I let out a small breath of relief when I stood by the window watching Miley and dad leave. Or maybe I should call her Hannah, the bitchy little wannabe pop star who gets everything she ever wants. I always get stuck in the backseat. I walked over to the dresser and pulled out my newest stash. I held the small bag in my hand and studied it. It looked a little different. I stood there and just gawked at it for the longest time. It was beautiful; it had small crystals hiding in the powder. It almost upset me to crush them. I've been up for two days since Miley found me smoking. My dad thinks im sick. Well guess what I am sick, sick of everything, sick of little miss perfect, sick of needing a high, sick of wanting the girl who has the only place in my heart but most of all im sick of breathing. Coopers getting on my fucking nerves. "What's gonna happen if you run out and you can't score more? What are you gonna do then?" he's always asking. Everyone wants to hound me about everything, Jackson this, Jackson that, blah blah blah. I pulled he small frame out of the drawer and set it in the light. She couldn't get any more beautiful. I checked the pack of cigarettes on the dresser. Shit I was down to the last one. I sparked it anyway. I led myself to the window and looked to beach. I always find myself doing the same thing. I grabbed the frame and crouched down, I tapped the crushed crystal onto the glass, and I released myself into the line. I felt the burn, I loved the burn. I put the frame back in its hiding spot and turned around to be face to face with the girl who ruins me.

"Is Miley here" she asked

"I-uh-no, no she's not" I answered quickly. I felt my mind speed up. I could no longer stand in front of her. I sort of paced around the room. She started talking again. I did a little jump to face her.

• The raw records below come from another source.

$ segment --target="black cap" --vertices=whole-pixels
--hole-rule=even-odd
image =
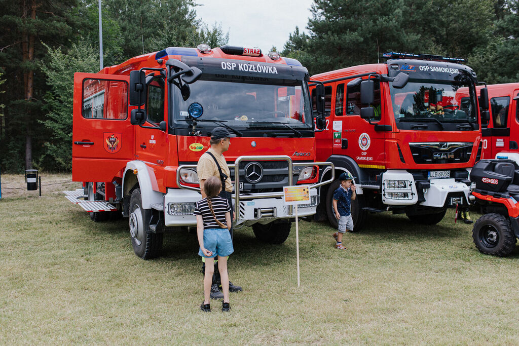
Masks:
[[[226,137],[236,137],[236,135],[230,133],[227,129],[224,127],[218,126],[215,127],[211,133],[211,138],[213,140],[219,140],[221,138]]]

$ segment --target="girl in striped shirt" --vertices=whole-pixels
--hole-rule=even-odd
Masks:
[[[203,278],[203,302],[200,306],[203,311],[211,311],[210,295],[214,272],[214,257],[218,256],[224,300],[222,311],[230,310],[229,302],[229,275],[227,256],[234,251],[229,230],[231,225],[230,208],[227,200],[218,196],[222,183],[215,176],[206,181],[203,190],[207,196],[196,203],[194,214],[196,215],[197,233],[200,250],[198,255],[206,258],[206,273]]]

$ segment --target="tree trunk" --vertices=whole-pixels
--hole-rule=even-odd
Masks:
[[[25,6],[25,2],[23,6],[24,16],[26,13],[26,7]],[[36,19],[36,0],[32,0],[31,4],[31,20]],[[25,36],[26,43],[23,45],[23,60],[28,60],[30,62],[32,62],[34,60],[34,35],[32,34],[28,34]],[[25,73],[24,80],[25,82],[25,101],[31,102],[32,101],[33,93],[34,92],[34,72],[31,68]],[[31,116],[31,108],[30,106],[27,107],[27,113],[25,116],[25,169],[29,170],[32,168],[32,133],[31,133],[31,121],[32,117]]]

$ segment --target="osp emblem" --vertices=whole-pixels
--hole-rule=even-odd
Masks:
[[[257,162],[251,162],[245,166],[245,178],[249,183],[255,184],[263,177],[263,168]]]
[[[370,135],[364,132],[359,137],[359,147],[362,150],[366,151],[371,144],[371,139]]]
[[[112,132],[105,132],[103,133],[105,139],[104,149],[110,154],[115,154],[121,149],[121,138],[122,137],[121,133],[114,133]]]

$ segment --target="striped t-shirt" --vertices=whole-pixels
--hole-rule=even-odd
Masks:
[[[224,225],[226,225],[227,222],[225,220],[225,213],[227,212],[230,212],[230,206],[227,200],[217,196],[211,199],[211,203],[213,206],[213,211],[216,219]],[[209,209],[207,198],[204,198],[196,202],[195,212],[193,214],[196,215],[202,215],[204,229],[222,228],[214,220],[214,217],[213,216],[211,209]]]

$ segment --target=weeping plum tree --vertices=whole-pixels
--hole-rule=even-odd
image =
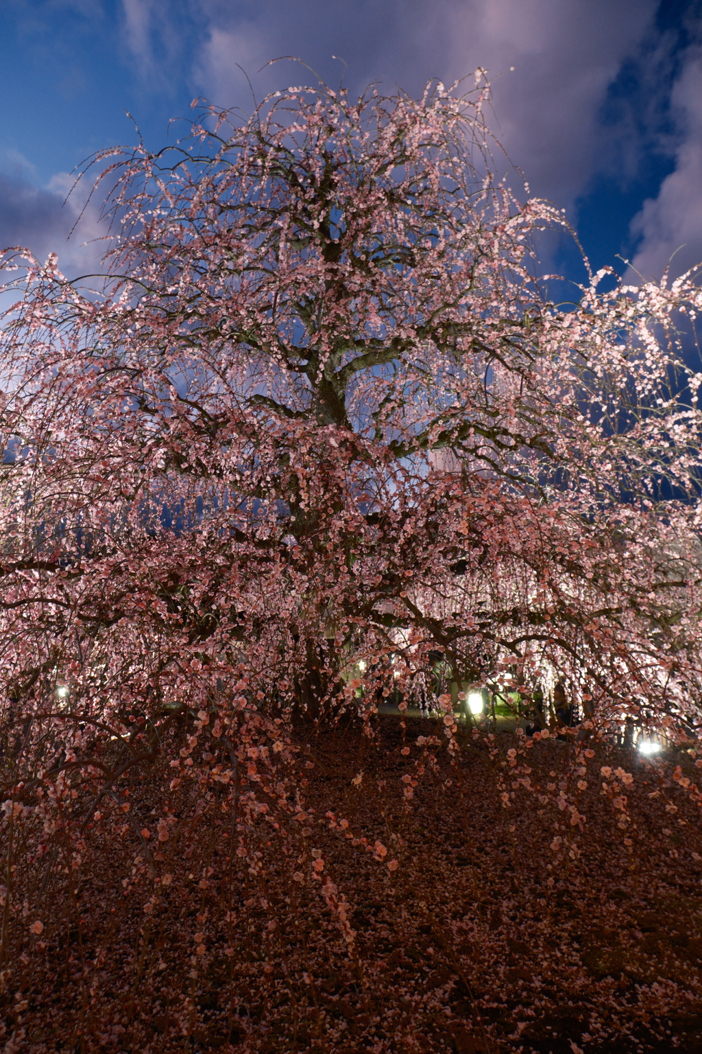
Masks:
[[[295,722],[409,694],[429,649],[564,678],[601,730],[699,723],[696,276],[549,302],[565,220],[498,177],[486,93],[208,110],[109,155],[98,289],[6,254],[4,797],[45,868],[75,784],[73,859],[101,829],[143,870],[121,796],[159,763],[198,815],[230,794],[256,871],[246,831],[301,807]]]
[[[382,691],[388,656],[405,686],[440,648],[459,680],[553,668],[603,719],[623,691],[697,713],[698,378],[674,324],[698,288],[600,294],[598,274],[547,302],[535,237],[564,220],[497,179],[484,98],[209,111],[108,169],[99,294],[53,259],[21,272],[2,333],[20,708],[61,683],[116,720],[207,709],[236,669],[266,713],[318,716],[359,659]]]

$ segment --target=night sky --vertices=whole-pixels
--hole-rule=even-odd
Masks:
[[[279,56],[354,93],[483,66],[509,160],[566,209],[594,267],[702,260],[702,0],[2,0],[0,246],[84,271],[98,208],[66,241],[72,170],[133,143],[135,123],[149,147],[182,135],[168,121],[197,96],[250,111],[238,66],[259,99],[315,83],[292,61],[259,72]],[[566,245],[546,251],[582,277]]]

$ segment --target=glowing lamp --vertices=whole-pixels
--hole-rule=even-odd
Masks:
[[[474,716],[483,713],[483,696],[481,691],[468,692],[468,709]]]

"Jackson what's been going on with you lately?" she asked

"I think I just have a little cold or something" I stuttered

"Don't give me that bull Jackson" she said in a rude tone

"Don't be such a bitch Lilly" I mimicked in the same tone

"Im not being the only bitch" Lilly yelled as she turned out of my room

"Lilly stop, come on I didn't mean it the way it sounded" I yelled after her

"Fuck you Jackson!" She yelled slamming the front door

God why does she have to get so testy? I just called her one little name and she goes ape shit on me. If only she knew what she does to me inside. I felt a pang in my heart as I realized I really must have hurt her. I turned back to the window; my cigarette was nearly burned out. I felt like I couldn't breathe, I was choking. I tore the drawer form the dresser, my hand shook so bad I couldn't hold on to anything. I picked up the picture; I traced Lilly's face in the frame when everything turned upside down. The anger just boiled to the surface. I closed my eyes and imagined she was in front of me once again. I wanted to choke her. I wanted to make her feel real pain. I felt dangerous, damn near invincible. I threw the frame as hard as I could. I snapped out of my alternate reality by the sound of breaking glass. I looked towards the wall; I saw the broken frame and torn picture. "What am I turning into?" I asked myself. I wanted to hurt my sister; I wanted to hurt the only girl that has ever meant anything to me. I felt the nausea take over. I ran to the bathroom, I looked up and saw myself in the mirror. I didn't know who I was looking at. The eyes of that person were terrifying, swollen with the darkest circles, so dark you get lost in the blackness of his pupils, his skin was pale and cracked, his lips dryer then the sand on the beach. But im sure if you looked passed the physical things you could see it was still me. My brain itched for more of the sweet crystals, I felt through my pockets and found the small bag. I just tapped it out on the counter. I heard the foot steps making their way right to me. I tried to shove my stash in my pocket, I missed, and the toxic powder fell like snow on the bathroom tiles. I slammed to my knees trying to salvage my sweet escape. The foot steps grew louder as I swiped the tiles with my hands. I put as much as I could on the counter. Which wasn't much; a pinch or two, I didn't know what to do with it. I could only think of one thing. "I've only had a little today so far, it wont hurt me any" I thought as I felt the rush. The foot steps passed the door. I felt dirty, I felt used, I felt ashamed, but mostly I felt torn.


yeah i guess i'll continue this story. I know its diffrent. If you havent figured out what drug jackson's on its meth, crank, glass, whatever you wanna call it. Its got plenty of slang terms.